Following the first yam farming cycle or “Maxat”, featured last year, which corresponds to the period when the fields are prepared for planting (May to July), the theme for this stamp is the “Horat” cycle, when the tubers are planted in the earth and begin to sprout (August to October).
For thousands of years, the yam farming sequence, heralded by seasonal changes in local plants and wildlife, has governed the social and cultural life of each Kanak clan. The same traditional farming methods are passed down from generation to generation to perpetuate the cultivation of the yam, revered as a sacred plant.
When the twigs of the gaïac trees become dry and snap easily, when the lilacs and mango trees bloom in the mountain range, and when the kingfishers fly inland from the coast to find shelter in the mountains, it is time to plant the first “heads” (the upper parts) of the yams from the previous crop, destined to bring forth the new yams.

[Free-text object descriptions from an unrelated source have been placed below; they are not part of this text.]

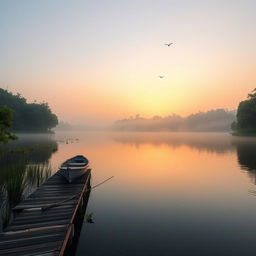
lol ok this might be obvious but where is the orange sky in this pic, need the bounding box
[1,1,256,125]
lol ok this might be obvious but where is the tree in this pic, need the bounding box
[235,88,256,134]
[247,88,256,100]
[0,105,17,143]
[231,121,237,131]
[0,89,58,132]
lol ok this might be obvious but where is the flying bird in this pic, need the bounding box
[165,43,173,47]
[158,75,165,79]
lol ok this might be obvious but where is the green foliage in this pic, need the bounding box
[0,134,57,229]
[247,88,256,100]
[231,121,237,131]
[0,105,17,143]
[1,163,27,206]
[26,164,51,188]
[0,89,58,132]
[0,162,51,228]
[85,212,94,223]
[236,88,256,134]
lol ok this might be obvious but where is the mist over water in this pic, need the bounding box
[1,132,256,255]
[53,131,256,256]
[113,109,236,132]
[1,0,256,254]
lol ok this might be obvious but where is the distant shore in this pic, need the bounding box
[232,132,256,137]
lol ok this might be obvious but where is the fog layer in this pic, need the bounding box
[113,109,236,132]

Then, little by little, the stems and leaves appear above ground while the tubers begin to form in the earth below. And in October, when the flying foxes enfold their pups in their wings, when the Purple Coral trees are once more in bloom, and when the kingfishers fly back to the coast, the “Horat” cycle will end and the “Wênit” cycle will begin, the period when the yams are staked and the fields and gardens are weeded and tidied.